Purpose: The fourth exercise in the Stomach Series targets the powerhouse to the extreme.

  1. Lie on your back with hands behind your lifted head; one on top of the other, (not interlaced). Elbows wide.
  2. Extend your legs straight to the ceiling, heels together and toes turned out slightly, squeeze inner thighs, sink navel toward spine.
  3. Inhale and lower your straight legs down toward the mat for 3 counts. Stop if you feel your lower back begin to arch.
  4. Exhale as you raise your straight legs toward the ceiling. Don’t allow the legs to pass 90 degrees; the tailbone does not leave the mat.

Complete 8-10 times. To end bring both knees into chest.

Checklist:

  • Remain perfectly still in your torso.
  • Engage the glutes and inner thighs to support and protect your back.
  • If your back arches off the mat as you lower your legs, you are taking them too low. Bring shoulders away from ears.

Note: If you have a delicate back, place your hands in a V position just below your tailbone (palms down) and leave your head down.

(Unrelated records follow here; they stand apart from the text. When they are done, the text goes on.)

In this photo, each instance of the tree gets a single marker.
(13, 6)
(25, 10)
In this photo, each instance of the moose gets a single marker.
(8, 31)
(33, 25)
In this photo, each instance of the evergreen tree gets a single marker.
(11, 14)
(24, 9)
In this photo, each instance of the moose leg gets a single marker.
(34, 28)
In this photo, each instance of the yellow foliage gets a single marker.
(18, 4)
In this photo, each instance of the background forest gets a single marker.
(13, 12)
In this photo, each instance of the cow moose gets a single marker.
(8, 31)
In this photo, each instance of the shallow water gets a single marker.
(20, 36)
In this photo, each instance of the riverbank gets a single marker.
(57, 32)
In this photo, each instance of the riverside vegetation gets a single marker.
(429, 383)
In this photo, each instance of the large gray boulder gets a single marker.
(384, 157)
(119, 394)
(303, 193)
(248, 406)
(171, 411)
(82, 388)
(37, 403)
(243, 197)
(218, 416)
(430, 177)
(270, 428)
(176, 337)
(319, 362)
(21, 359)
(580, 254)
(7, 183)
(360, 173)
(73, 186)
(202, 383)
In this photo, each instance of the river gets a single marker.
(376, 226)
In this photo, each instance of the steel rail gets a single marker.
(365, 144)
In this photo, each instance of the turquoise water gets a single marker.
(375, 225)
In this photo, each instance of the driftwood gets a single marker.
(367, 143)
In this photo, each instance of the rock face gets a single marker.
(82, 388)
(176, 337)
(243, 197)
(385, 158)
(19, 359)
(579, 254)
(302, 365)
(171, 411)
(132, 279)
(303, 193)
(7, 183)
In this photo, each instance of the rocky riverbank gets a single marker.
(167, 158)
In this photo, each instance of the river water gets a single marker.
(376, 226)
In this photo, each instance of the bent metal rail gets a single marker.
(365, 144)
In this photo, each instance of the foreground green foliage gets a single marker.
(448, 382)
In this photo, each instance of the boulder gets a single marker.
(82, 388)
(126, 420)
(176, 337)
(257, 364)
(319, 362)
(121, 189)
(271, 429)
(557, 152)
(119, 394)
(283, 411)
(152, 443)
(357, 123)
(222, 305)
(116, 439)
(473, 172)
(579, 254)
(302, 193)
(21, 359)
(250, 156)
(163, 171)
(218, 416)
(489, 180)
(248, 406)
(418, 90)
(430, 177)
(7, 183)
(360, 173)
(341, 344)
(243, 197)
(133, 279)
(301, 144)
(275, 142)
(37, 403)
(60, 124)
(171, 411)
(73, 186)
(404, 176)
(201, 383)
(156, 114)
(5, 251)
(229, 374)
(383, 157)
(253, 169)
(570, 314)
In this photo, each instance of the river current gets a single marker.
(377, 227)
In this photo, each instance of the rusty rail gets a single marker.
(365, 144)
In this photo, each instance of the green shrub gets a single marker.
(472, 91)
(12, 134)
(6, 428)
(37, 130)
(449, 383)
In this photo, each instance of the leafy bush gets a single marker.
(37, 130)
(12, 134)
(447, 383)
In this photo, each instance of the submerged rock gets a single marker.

Visualization: Imagine your legs are attached to springs above your head. You must stretch the springs on the way down and resist their pull on the way up.

Pilates Exercise of the Month: Single Straight Leg Stretch or Scissors

Purpose: The third exercise in the Stomach Series is also known as Scissors. It provides additional stretch in the back of legs while working the abdominals. This exercise requires you to move quickly and with control.

  1. Lie on your back and hug both knees into your chest, head and shoulders curled off the
    mat, elbows lifted.
  2. Extend your right leg straight up to the ceiling and grab your ankle with both hands. Stretch
    the left leg long in front of you so it hovers slightly above the mat.
  3. Inhale, keeping the right leg straight and use your hands to lightly pulse the leg twice. Sink
    the navel deeper into the mat beneath you as the leg nears the body.
  4. Exhale and quickly switch the straight legs by “scissoring” them past each other. Grab the
    ankle of your left leg and repeat the motion, inhaling for one set and exhaling for one set.

Complete 8-10 sets; alternating legs. To end, bring both legs together at a 90 degrees.

Goal: Remain perfectly still in your torso as you stretch and scissor your legs. Keep eyes focused on belly, making sure it’s scooped. Avoid hunching your shoulders.

Note: If you can’t hold your ankle, simply adjust your hand placement; try your calf first or move your hands to the back of your thigh. Don’t hold behind your knee. If you develop neck pain while holding your head up, rest it on the mat.

Visualization: As you begin switching legs, imagine pulsing your legs in rhythm with your heartbeat.

Pilates Exercise of the Month: The Jack Knife

Purpose: This is an advanced mat exercise. It builds strength in your abdominal muscles and stretches the muscles of your back and shoulders.

  1. Lie on the mat with arms long by your sides; palms down. Lift both legs to a 60 degree angle from the mat, keep a slight turn out in your legs.
  2. Inhale, lift the legs to a 90-degree angle, arms continue to reach long, shoulders pinned down. Use your abdominals to roll over- bring your legs over your head and peel your spine off the mat. Your legs remain together and go no lower than parallel to the floor. The weight is on your shoulders, not neck.
  3. Exhale, raise your straight legs upward toward the ceiling, using the strength of your buttocks to support your position. At the peak of the exercise, your feet should be over your eyes. Neck is long; arms continue to press firmly into the mat.
  4. Inhale, start to roll down vertebra by vertebra, slowly resisting gravity. Exhale, to finish, bring the body down to 90 degrees and return legs to starting position. Repeat 3 times.

Checklist:

  • Anchor the back of the head, shoulders, and palms solidly into the mat.
  • Distribute your weight between the shoulders – not on the neck.
  • During Step 2, aim the toes for the wall behind you and don’t allow your legs to separate throughout.
  • Keep squeezing the back of the upper inner thighs and buttocks to support your lower back.
  • On the decent, keep the feet over eyes.

Note: Omit this exercise if you have a bad neck, shoulder, or back.

Visualization: In Step 3, raise your legs to the ceiling, as if opening a Swiss Army knife and snapping it into place.